I’ve been thinking and doing something similar regarding the use of SOURCE_VALUE. First use case is to squirrel away debugging information, then storing structured data to be able to go back to the source in terms of string search and semi-structured string searches. In my case I use a ..: sort of format - easy to parse locally and into Java name:value sort of use. I’m leaning toward XML myself for structured object data. All internal use only during development and sorting out ETLs and interfaces.

I suggest adding site specific fields rather than packing a number of
different strings into the source columns. Same advantage as not
interfering with OHDSI tools, but saves the hassle of having to parse
strings and allows creating columns with meaningful names.

What’s that? Why aren’t the Source Concepts not giving you what you need?
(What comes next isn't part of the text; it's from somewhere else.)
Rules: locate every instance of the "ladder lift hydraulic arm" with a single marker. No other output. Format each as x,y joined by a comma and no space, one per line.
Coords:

They have vocabulary, code and name.

Yup, a pipe-delimiter was what first struck me as a potential option based on your reply. We view the source_value columns as freebies as well - just a question of what to stick in there. I don’t necessarily view this is as only useful for these last-resort queries, though. Rather, it’s a way for users who don’t have access to the source data model to ensure that they’re querying the concepts they think they’re querying. Take the platelet example - the transition from EHR-specific components to LOINC codes is not transparent to most of our users. Plus, not all of our users have front-end EHR access, so it’s not like they can just find a patient in the front-end and see what LOINC code corresponds to a value. This would let them see that what shows up in the front end as PLATELET maps to CONCEPT_ID 3024929 and not any of the other potentially plausible concept_ids. Thanks for your input - we may end up going with this.